Thread: Identifying the nature of blocking I/O

Identifying the nature of blocking I/O

From
Peter Schuller
Date:
[for the purpose of this post, 'blocking' refers to an I/O operation
taking a long time for reasons other than the amount of work the I/O
operation itself actually implies; not to use of blocking I/O calls or
anything like that]

Hello,

I have a situation in which deterministic latency is a lot more
important than throughput.

I realize this is a hugely complex topic and that there is inteaction
between many different things (pg buffer cache, os buffer cache, raid
controller caching, wal buffers, storage layout, etc). I already know
several things I definitely want to do to improve things.

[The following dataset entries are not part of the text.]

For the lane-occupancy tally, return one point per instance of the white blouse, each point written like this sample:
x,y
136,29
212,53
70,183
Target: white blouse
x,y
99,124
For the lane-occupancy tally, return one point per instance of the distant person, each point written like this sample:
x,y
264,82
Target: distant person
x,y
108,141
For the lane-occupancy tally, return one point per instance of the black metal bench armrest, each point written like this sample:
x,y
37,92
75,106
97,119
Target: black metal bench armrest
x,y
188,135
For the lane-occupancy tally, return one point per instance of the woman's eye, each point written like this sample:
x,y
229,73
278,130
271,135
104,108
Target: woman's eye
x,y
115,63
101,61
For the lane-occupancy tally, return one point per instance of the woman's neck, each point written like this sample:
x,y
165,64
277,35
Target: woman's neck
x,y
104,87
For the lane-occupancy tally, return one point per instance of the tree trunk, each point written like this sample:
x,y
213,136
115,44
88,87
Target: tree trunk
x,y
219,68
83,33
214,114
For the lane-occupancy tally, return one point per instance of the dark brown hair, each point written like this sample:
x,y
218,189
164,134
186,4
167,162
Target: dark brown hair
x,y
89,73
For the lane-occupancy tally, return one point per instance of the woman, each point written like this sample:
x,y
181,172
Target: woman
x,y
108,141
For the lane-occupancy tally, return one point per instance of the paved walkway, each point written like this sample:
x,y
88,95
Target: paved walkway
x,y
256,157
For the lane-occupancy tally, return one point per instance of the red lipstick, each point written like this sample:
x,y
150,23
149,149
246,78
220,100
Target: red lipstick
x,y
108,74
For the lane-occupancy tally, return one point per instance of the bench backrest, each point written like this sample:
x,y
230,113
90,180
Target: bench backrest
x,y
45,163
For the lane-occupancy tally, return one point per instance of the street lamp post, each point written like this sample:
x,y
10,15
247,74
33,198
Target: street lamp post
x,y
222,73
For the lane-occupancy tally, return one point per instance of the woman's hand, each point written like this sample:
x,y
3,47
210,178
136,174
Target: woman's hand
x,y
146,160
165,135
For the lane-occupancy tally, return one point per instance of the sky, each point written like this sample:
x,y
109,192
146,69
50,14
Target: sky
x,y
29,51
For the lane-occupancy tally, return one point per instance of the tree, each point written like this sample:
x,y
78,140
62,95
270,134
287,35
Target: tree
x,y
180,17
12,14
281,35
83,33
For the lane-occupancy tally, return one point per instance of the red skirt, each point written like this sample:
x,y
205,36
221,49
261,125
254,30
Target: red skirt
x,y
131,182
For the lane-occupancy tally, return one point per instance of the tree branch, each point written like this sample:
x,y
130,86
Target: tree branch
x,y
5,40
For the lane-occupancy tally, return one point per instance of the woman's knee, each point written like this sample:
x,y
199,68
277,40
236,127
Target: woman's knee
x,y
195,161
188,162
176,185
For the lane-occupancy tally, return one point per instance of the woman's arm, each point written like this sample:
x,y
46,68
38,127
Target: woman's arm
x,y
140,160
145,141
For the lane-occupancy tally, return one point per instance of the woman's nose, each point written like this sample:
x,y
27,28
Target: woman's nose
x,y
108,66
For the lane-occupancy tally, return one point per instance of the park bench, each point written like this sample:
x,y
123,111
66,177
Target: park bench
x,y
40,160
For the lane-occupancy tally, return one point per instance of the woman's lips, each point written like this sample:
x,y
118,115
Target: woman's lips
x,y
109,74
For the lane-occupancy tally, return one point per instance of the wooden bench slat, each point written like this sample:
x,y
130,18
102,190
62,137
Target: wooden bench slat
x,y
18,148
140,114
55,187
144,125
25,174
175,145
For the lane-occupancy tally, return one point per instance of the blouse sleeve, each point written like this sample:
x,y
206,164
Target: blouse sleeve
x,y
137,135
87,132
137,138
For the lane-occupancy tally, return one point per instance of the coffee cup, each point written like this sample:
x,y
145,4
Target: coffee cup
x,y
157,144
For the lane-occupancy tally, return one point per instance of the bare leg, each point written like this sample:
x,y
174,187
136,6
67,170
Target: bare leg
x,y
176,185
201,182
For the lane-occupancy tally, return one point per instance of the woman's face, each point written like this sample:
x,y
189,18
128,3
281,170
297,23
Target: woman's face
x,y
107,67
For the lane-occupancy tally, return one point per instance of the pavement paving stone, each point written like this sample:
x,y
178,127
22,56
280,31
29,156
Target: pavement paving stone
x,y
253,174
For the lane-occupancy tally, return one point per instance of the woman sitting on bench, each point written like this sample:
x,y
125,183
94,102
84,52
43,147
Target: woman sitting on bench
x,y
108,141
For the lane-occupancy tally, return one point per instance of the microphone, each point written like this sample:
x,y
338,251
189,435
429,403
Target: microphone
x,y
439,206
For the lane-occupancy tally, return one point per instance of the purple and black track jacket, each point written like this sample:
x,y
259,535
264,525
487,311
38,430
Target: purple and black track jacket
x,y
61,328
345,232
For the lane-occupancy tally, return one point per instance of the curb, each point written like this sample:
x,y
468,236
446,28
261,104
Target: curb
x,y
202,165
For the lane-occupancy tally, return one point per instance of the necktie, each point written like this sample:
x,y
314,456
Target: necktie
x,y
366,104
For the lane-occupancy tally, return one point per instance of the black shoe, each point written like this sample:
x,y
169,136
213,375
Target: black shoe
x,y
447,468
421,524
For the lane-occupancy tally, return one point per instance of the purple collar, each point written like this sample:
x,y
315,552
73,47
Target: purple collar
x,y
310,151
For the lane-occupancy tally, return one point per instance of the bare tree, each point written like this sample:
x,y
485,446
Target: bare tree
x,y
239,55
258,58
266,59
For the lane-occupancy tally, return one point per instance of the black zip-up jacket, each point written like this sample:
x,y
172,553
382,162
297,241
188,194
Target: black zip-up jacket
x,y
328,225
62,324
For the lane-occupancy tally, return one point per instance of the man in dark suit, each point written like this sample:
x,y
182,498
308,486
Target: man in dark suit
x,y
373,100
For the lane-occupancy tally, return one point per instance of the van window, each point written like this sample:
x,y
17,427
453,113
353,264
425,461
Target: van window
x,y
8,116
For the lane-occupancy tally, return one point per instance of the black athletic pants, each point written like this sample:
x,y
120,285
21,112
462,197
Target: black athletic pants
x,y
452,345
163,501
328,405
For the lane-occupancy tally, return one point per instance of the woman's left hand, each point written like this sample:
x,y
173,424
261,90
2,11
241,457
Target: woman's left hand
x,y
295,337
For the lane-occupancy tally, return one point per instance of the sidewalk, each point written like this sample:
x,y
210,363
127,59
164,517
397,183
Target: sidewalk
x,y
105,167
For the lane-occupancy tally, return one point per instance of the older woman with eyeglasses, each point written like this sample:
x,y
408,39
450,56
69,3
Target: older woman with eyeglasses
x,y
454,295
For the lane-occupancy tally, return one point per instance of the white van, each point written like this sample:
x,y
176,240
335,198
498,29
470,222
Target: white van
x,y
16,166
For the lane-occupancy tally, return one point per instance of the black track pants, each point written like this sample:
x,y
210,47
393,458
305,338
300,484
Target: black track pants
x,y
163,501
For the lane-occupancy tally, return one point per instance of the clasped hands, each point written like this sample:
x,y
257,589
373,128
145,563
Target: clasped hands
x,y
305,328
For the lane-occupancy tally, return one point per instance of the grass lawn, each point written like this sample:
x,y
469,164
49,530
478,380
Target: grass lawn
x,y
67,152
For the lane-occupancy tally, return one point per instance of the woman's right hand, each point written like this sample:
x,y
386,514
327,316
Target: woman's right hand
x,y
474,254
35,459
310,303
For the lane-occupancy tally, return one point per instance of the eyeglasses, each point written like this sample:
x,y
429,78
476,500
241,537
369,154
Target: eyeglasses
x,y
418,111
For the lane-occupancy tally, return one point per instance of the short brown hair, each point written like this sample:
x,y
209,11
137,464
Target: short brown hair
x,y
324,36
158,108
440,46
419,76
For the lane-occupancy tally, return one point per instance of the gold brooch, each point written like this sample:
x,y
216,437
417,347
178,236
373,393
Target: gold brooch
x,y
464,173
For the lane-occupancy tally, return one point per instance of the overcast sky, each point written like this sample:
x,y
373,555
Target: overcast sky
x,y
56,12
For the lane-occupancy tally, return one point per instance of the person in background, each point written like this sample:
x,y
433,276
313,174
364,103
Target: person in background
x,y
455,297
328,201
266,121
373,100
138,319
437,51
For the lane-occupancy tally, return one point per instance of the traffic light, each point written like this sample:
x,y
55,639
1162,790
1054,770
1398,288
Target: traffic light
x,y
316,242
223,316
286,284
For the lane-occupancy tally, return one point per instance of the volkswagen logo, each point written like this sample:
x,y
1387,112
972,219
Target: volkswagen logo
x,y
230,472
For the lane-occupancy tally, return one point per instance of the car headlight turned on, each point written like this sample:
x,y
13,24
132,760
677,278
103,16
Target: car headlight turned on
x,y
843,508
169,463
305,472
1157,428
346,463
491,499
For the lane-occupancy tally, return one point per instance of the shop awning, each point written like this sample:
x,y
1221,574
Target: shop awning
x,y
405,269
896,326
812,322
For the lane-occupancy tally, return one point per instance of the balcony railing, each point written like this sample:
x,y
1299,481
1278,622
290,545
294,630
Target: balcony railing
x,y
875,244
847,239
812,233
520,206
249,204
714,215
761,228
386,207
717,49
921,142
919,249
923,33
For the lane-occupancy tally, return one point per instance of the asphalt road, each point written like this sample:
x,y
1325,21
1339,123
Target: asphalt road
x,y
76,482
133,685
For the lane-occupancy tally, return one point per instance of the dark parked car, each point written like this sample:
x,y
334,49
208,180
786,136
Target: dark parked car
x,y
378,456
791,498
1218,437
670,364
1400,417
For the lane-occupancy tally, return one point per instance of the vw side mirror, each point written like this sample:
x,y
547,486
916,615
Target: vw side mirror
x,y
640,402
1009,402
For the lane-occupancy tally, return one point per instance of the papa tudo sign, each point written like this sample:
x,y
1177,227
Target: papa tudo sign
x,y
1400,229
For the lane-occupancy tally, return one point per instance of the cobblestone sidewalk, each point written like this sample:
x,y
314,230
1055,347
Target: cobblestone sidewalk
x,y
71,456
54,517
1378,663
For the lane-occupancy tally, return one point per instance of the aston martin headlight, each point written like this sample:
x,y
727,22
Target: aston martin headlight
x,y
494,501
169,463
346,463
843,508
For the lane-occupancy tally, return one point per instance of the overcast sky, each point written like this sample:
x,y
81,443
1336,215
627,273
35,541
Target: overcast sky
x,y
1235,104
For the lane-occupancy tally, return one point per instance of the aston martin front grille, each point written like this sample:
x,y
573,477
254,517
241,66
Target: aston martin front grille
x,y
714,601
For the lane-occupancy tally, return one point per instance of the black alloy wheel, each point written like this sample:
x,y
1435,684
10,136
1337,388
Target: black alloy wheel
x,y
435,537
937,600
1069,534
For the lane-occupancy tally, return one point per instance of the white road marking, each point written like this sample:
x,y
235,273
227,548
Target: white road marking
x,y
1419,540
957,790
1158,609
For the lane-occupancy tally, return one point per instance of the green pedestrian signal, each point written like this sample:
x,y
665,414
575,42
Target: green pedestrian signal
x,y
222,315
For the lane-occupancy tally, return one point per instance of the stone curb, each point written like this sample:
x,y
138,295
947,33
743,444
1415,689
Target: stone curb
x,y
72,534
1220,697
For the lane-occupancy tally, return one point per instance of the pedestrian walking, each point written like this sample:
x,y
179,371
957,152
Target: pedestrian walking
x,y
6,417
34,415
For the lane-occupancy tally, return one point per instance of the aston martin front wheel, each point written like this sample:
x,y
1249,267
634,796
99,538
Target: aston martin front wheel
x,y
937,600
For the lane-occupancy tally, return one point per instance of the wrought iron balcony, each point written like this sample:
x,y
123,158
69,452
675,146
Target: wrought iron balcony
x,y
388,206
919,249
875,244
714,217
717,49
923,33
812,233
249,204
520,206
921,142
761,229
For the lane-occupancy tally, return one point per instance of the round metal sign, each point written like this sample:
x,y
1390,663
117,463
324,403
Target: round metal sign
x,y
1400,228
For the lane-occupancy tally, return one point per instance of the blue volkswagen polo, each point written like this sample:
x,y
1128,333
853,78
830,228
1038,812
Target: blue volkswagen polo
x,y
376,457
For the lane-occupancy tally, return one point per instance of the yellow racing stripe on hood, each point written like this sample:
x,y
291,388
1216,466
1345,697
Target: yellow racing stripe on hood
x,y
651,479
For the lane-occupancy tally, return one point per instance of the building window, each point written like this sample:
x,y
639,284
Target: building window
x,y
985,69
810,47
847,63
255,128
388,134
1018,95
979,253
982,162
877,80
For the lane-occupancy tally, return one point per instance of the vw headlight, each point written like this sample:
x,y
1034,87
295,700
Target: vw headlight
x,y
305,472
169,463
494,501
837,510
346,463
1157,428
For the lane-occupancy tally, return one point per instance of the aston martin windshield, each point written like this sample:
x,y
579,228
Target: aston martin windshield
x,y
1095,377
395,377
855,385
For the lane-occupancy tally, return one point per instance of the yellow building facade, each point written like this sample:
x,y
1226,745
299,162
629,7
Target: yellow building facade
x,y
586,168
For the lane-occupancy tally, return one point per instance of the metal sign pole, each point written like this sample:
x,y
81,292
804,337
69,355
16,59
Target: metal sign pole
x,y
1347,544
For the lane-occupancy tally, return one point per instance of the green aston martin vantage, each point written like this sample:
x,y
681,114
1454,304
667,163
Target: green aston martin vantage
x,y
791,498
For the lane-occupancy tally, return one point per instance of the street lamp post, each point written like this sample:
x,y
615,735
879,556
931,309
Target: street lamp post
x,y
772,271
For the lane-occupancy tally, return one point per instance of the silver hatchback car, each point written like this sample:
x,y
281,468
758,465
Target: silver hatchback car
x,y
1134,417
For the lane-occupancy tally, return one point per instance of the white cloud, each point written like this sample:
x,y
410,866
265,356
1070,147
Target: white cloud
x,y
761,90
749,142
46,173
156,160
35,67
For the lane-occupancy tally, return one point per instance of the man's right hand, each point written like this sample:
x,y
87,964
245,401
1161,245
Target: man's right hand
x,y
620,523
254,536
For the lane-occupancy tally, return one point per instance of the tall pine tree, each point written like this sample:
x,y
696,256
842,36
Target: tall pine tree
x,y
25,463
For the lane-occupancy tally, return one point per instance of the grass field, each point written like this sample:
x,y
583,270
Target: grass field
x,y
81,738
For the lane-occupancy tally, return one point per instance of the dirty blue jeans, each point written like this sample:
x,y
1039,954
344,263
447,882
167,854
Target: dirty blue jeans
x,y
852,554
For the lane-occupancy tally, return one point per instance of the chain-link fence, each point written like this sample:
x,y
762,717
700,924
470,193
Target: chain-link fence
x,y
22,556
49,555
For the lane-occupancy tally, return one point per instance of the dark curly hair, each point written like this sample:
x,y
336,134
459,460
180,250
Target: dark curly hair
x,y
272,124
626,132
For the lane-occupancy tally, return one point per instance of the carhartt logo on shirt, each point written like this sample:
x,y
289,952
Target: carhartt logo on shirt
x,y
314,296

But in general, it would be very interesting to see, at any given
moment, what PostgreSQL backends are actually blocking on from the
perspective of PostgreSQL.

So for example, if I have 30 COMMIT:s that are active, to know whether
it is simply waiting on the WAL fsync or actually waiting on a data
fsync because a checkpoint is being created. or similarly, for
non-commits whether they are blocking because WAL buffers is full and
writing them out is blocking, etc.

This would make it easier to observe and draw conclusions when
tweaking different things in pg/the os/the raid controller.

Is there currently a way of dumping such information? I.e., asking PG
"what are backends waiting on right now?".

--
/ Peter Schuller

PGP userID: 0xE9758B7D or 'Peter Schuller <peter.schuller@infidyne.com>'
Key retrieval: Send an E-Mail to getpgpkey@scode.org
E-Mail: peter.schuller@infidyne.com Web: http://www.scode.org


Attachment

Re: Identifying the nature of blocking I/O

From
Craig Ringer
Date:
Peter Schuller wrote:

> But in general, it would be very interesting to see, at any given
> moment, what PostgreSQL backends are actually blocking on from the
> perspective of PostgreSQL.

The recent work on DTrace support for PostgreSQL will probably give you
the easiest path to useful results. You'll probably need an OpenSolaris
or (I think) FreeBSD host, though, rather than a Linux host.

--
Craig Ringer

Re: Identifying the nature of blocking I/O

From
"Scott Carey"
Date:
More info/notes on DTrace --

DTrace is available now on MacOSX, Solaris 10, OpenSolaris, and FreeBSD.
Linux however is still in the dark ages when it comes to system monitoring, especially with I/O.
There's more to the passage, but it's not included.